La première scène vous plonge dans le bain quand Superman est blessé par balle : toucher tout de suite le super-héros le plus emblématique, c'est garantir que personne, vraiment, n'est à l'abri.  Ensuite, tout va très vite, via un flashback sur les 28 heures qui ont précédé cette scène : l'agression sauvage d'Animal Man, les images de super-héros commettant des massacres sur des civils, l'allocution de Waller, la trahison de Green Arrow...

De ce point de vue, le défi est amplement relevé : Waid tape fort et dur. Mais il ne s'arrête pas là : c'était déjà percutant mais les scénariste enrichit ce spectacle de plusieurs réflexions captivantes. Par exemple, les images générées par l'Intelligence Artificielle sont dûment mentionnées, et cela fait écho à la fois aux campagnes de désinformation dans le champ politique mais aussi dans les domaines artistiques (et DC est sous le feu des critiques après les accusations portées contre Andrea Sorrentino ou Francesco Mattina, accablés par leurs collègues pour leur utilisation de l'IA dans leurs dessins).

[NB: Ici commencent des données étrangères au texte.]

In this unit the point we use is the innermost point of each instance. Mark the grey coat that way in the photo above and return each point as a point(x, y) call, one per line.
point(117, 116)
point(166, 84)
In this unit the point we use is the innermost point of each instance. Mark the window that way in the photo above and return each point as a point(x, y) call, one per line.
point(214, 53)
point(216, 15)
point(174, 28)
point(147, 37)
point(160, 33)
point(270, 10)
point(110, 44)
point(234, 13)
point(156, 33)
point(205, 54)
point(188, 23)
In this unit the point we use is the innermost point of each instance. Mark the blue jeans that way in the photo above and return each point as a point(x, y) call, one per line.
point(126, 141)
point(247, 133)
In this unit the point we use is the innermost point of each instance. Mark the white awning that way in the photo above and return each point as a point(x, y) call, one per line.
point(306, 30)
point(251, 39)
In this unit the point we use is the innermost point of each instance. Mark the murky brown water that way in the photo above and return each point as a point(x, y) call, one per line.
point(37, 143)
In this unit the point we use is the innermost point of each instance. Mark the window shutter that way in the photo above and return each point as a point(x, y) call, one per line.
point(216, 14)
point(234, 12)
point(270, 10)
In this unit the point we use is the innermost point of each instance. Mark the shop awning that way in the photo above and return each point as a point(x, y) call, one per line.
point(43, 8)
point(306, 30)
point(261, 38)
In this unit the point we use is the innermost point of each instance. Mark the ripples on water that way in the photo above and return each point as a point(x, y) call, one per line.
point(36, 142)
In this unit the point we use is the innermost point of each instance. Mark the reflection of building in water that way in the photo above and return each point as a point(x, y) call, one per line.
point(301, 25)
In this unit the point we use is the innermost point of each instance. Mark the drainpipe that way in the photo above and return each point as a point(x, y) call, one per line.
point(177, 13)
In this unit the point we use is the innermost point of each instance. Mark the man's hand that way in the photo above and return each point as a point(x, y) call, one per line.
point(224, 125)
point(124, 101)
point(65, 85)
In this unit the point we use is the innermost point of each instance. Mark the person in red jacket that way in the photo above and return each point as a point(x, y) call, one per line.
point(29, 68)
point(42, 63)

Waid revient aussi sur un marronnier dans les comics : les super-héros sont-ils le remède ou la cause aux crises ? J'ignore si la suite d'Absolute Power tranchera la question, mais comme c'est Waller qui la pose, l'ambiguïté est réelle puisqu'elle-même fait appel à des méta-humains pour régler certaines situations, et ici elle est entouré par deux androïdes très perfectionnées (Failsafe et Lady Brainiac) ou la Suicide Squad et Green Arrow (qui n'est certes pas un méta-humain mais a été un membre régulier de la Justice League).

Ce qui est fascinant, c'est de lire une scène dans laquelle même Batman comprend que si Waller abat ses cartes aussi vite et publiquement, c'est parce qu'elle est sûre d'elle et que, surtout, lui n'a pas su l'anticiper. Plus loin, Green Arrow annonce à Batman qu'elle a tellement bien orchestré son coup, qu'elle s'est assurée le soutien des Planètes Unies, mais aussi qu'elle contrôle le Temps et le Microvers. Ce qui ôte leurs pouvoirs aux super-héros le fait définitivement (bon, ça, on sait que ce n'est pas vrai...). Mais bon, Waller fait une méchante implacable, bien entourée, et dangereuse, à des lieux des vampires de Marvel actuellement.

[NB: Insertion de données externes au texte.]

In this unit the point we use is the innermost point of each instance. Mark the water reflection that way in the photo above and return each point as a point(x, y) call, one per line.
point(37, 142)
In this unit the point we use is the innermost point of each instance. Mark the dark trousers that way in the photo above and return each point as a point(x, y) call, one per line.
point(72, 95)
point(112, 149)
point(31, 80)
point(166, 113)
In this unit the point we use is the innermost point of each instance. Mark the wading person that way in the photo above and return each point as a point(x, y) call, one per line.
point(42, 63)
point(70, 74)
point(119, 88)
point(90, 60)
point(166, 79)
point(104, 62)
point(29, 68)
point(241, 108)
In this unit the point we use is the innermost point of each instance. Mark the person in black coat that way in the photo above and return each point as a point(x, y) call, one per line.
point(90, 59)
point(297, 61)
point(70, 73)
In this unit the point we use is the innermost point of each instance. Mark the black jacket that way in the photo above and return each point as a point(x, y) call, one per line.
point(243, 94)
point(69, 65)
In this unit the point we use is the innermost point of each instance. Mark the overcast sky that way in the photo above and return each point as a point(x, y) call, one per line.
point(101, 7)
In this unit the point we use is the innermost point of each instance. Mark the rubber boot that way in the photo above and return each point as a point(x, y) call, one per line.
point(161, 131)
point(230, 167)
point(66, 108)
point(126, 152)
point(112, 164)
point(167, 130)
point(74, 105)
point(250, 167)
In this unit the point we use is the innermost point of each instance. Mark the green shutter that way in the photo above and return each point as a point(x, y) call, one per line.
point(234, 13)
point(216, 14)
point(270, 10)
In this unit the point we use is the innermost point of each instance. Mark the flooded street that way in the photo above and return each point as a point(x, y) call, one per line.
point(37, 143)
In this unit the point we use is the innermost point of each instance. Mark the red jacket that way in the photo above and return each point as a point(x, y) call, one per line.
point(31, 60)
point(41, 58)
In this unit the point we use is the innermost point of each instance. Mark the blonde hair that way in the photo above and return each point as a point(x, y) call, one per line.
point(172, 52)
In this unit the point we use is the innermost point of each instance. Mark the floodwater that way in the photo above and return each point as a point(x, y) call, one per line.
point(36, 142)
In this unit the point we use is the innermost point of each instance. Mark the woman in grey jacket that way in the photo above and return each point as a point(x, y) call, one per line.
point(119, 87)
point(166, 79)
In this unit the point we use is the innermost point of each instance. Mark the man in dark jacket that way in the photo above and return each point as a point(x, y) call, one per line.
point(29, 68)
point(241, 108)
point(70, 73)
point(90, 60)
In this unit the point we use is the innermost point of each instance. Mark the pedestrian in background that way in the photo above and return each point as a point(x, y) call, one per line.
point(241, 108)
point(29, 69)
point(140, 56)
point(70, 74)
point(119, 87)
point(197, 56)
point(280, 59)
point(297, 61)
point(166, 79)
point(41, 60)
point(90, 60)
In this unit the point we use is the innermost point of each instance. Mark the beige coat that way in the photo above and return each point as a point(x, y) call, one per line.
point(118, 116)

Et puis Waid fait à nouveau équipe avec Dan Mora. Même si Beast World a souffert du fait qu'Ivan Reis n'a pas dessiné tous les épisodes (étant déjà sur le départ) et que Knights Terror était aussi très inégal graphiquement, DC avait déjà misé sur Daniel Sampere sur Dark Crisis avec succès. Et Mora (qui a laissé Travis Mercer le soulager sur World's Finest) est tout entier investi dans Absolute Power.

Mora n'est pas l'artiste le plus subtil du monde mais donnez-lui un script brassant une quantité de personnages, de l'action à tout-va, et pour consigne d'en mettre plein la vue au lecteur, vous serez comblés. C'est exactement le sentiment qu'on a en lisant ce premier épisode qui est haletant, explosif, dramatique au possible, mais entre les mains d'un dessinateur qui maîtrise son sujet comme peu d'autres actuellement.

Même avec les couleurs, plus sombres, d'Alejandro Sanchez (à la place de l'habituelle Tamra Bonvillain), les planches de Mora conservent cette énergie démente qui colle si bien à ce qui se joue là.

Le plus dur reste à faire : maintenir cette tension, surprendre encore, et bien finir. Mais Waid et Mora sont des hommes sur qui compter pour ce genre d'entreprise. Et Absolute Power pourrait bien être le meilleur event d'un des Big Two depuis belle lurette.